I gathered that there has been some reorganization but the museum exists in a form that Mercer would recognize. It’s a very evocative and unique space. If I were doing serious research on anything involving technology between 1700-1850 (including domestic technology) I’d find Mercer’s collections very useful.

The Mercer Museum has a modern annex, which had an exhibit on how volunteer fire companies in Philadelphia were taken over by the state. The story is that these companies flourished in Philadelphia until around 1850. They were local and served as both social club and fire-protection service. And, like far too many clubs in Philadelphia at the time (as the Bible Riots of 1844 show) some of these fire companies engaged in anti-Catholic bigotry.

There was a pretty fierce argument in Philadelphia in the 1850s and 1860s about whether homes were better protected by volunteers or the state. The pro-government side won primarily by arguing that only the city could afford large, modern equipment (powered by steam engines). The volunteer companies were nationalized in the early 1860s but survived as social clubs until 1919, when they closed up shop and donated their archives to the Mercer Museum.

Henry Mercer was also interested in art. He was a supporter of the Arts and Crafts Movement, which tried to adopt medieval and Renaissance themes for modern times. Mercer’s idea was to create tiles, and built the Moravian Pottery and Tile Works to make them. He originally made tiles based on Pennsylvania Dutch stove patterns, but later adapted all sorts of medieval patterns.
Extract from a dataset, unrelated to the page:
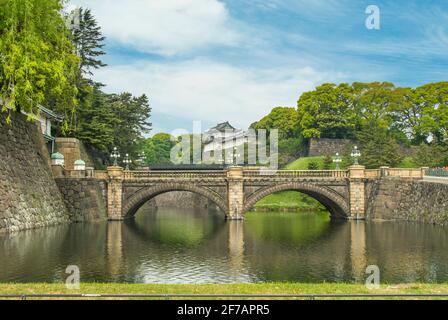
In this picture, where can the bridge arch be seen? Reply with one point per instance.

The Tile Works was created as a for-profit social enterprise, which closed around 1970. In about 1985 the Bucks County, Pennsylvania Parks Department decided to restart it as a nonprofit. They have four tile makers, and the one on duty when I visited said that tiles are made from clay that comes from a lake about 10 miles away. Most of the molds are ones Mercer used, although they make one special tile a year from their own designs.

Mercer’s final achievement was his home, Fonthill Castle, which I gather has many more examples of his collections. I didn’t have time to see it but I do plan to visit Doylestown again and look forward to seeing what the castle is like.

Henry Chapman Mercer’s legacy is important. He created an interesting museum that adds to our knowledge of the past. He created art with his tiles that still gives us pleasure. That’s a pretty good record.

I have no idea how much money Mercer used to create his museum and his tile works but he spent his wealth intelligently on projects that provide a great deal of pleasure today. He deserves our respect.